Prices Expand, Auctions Contract
Date: 29 Apr 2008 | | Views: 5336
Source: The New York Sun (www2.nysun.com), by Marion Maneker
The May sales of Impressionist and Modern art are upon us next week. The viewing opens on Friday, and the art world remains in a state of suspended disbelief. Financial turmoil may be present everywhere else, but so far there is no evidence of a disintegrating art market. Even so, the auction houses don't seem to be taking any chances. This season's sales are significantly smaller than the stem-winders of 2007. Sotheby's has 10% fewer lots and Christie's has 24% fewer lots in the main event evening sales.
If you think that smaller sales mean lower estimates, you are sorely mistaken. In both sales, nearly 70% of the works have low estimates starting at $1 million. The very best art still commands mind-boggling prices. Christie's has four works — among them Matisse's "Portrait au manteau bleu" (1935) and Monet's "Le pont du chemin de fer à Argenteuil" (1873) — annotated "estimate on request," which is auction house-speak for J.P. Morgan's famous description of yacht ownership: "If you have to ask, you can't afford it."

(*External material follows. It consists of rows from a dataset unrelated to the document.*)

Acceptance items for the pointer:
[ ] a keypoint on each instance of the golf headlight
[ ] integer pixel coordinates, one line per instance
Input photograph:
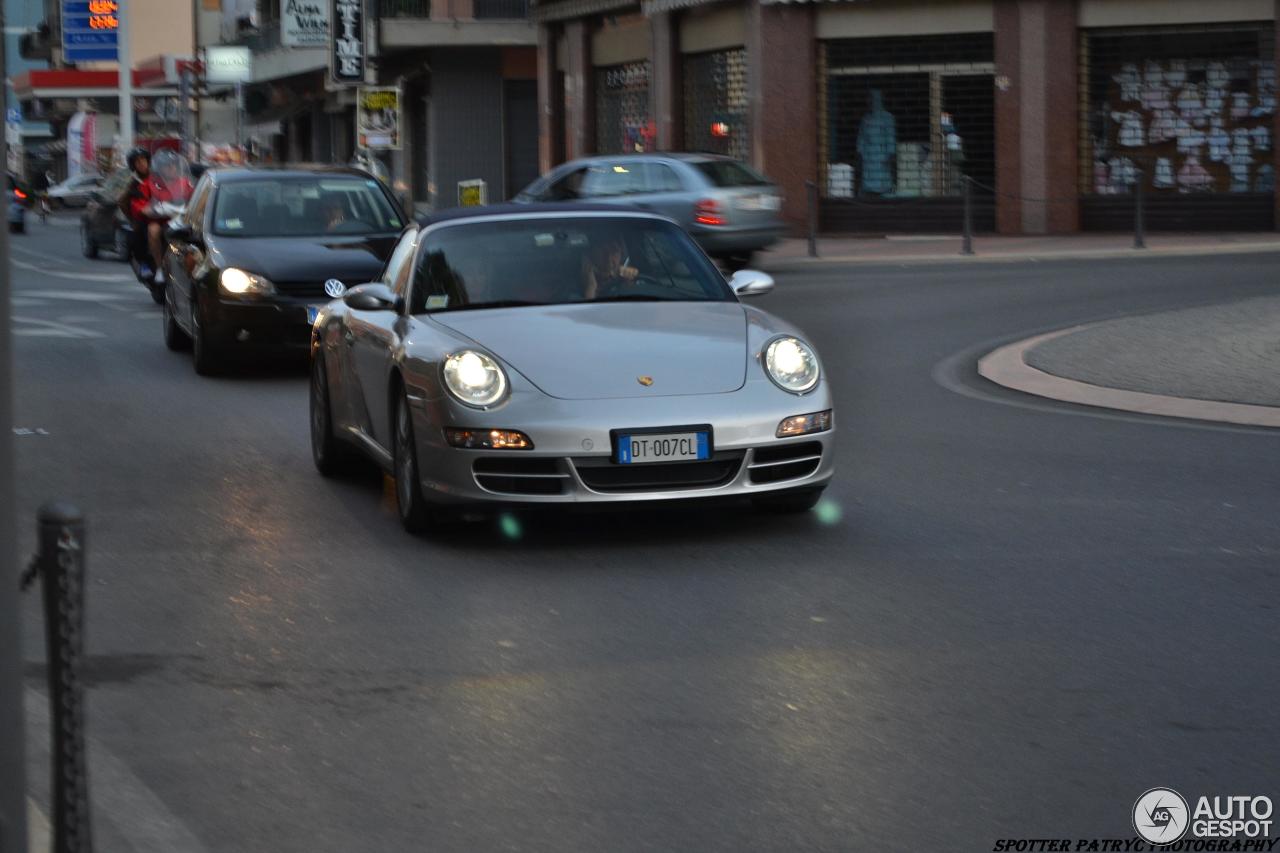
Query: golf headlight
(237, 282)
(791, 364)
(474, 378)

Sotheby's is a little more forthcoming. The two stellar lots Sotheby's built its sale around have a combined low estimate of $59 million. Fernand Leger's "Etude pour La Femme en bleu" (1912-13), a work that combines elements of classic cubism with Leger's distinctive style, is estimated at between $35 million and $45 million. Edvard Munch's Expressionist stunner "Girls on a Bridge" (1902) comes from a period of great unhappiness and tremendous productivity in the Norwegian painter's life. It is estimated at between $24 million and $28 million. Part of the Munch painting's appeal is that it has a stellar provenance; it was once owned by two different powerhouse and taste-making collectors, Norton Simon and Donald Cherry.
The other striking feature of next week's sales is the presence of a huge number of works by Giacometti. Both Sotheby's and Christie's have half a dozen important works each. The glut comes in part from chance and part from the growing prominence of Giacometti's work. Two of Christie's top four lots are works by the sculptor: "La Place II" and "Grande Femme debout II." Both have estimates upon request. Sotheby's "Femme de Venise" is estimated at between $8 million and $12 million, but the real story in the Giacometti — and, indeed, in the modern art market — is the rise in value of the sculptor's paintings. A handful have come to market in recent sales making ever higher prices. In November, Christie's sold "Annette au manteau" (1964) for more than $11.2 million; in February in London, Sotheby's sold "Buste" (1947) for more than $5.6 million.
Sotheby's "Portrait de Caroline" (1964) is estimated at between $10 million and $15 million. The unnerving thing about Giacometti's paintings is the overwhelming use of gray. But even in this lugubrious register, his passion for Caroline — she was 25 when he met her as a 62-year-old artist — comes through. Christie's has "Homme debout" (1950), which is estimated at between $2.5 million and $3.5 million. Here, even more than in the portrait of Caroline, we can see why so many friends urged him to paint in color, to which the artist responded, "Isn't gray a color too?"
Worlds away from Giacometti's gray is the Dutch Fauvist painter Kees van Dongen. An earthy painter with few intellectual pretensions, van Dongen combines the vibrancy of the fading Fauve movement with the sexual charge of Orientalist painting in "Anita en almee" (1908), estimated at between $12 million and $16 million. The estimate begins above the record price of $11 million for a van Dongen, achieved at Christie's in London in February.
Finally, Paul Signac is another post-Impressionist artist drawing serious attention from collectors. His bright, colorful style appeals to the new taste that has reshaped the market in the last two years. Russian and Gulf State buyers are attracted to pictures with wall power. These buyers will be interested in the Munch at Sotheby's and also in the two Signacs: "Clipper" (1887), estimated at between $5 million and $7 million, and "Venise, La doaune de mer" (1908), estimated at between $4 million and $6 million.
Harbor scenes and small boats are a recurring theme in Signac's pictures. He was an avid sailor and fond of seascapes. His interest in color and a trip to Constantinople in 1907 allowed him to give an Orientalist flair to a theme that was common for him. "La Corn d'Or" (1907), estimated at between $5 million and $7 million, is a painting of Istanbul's Golden Horn, an image exalting an Eastern locale that should hit the sweet spot of today's market.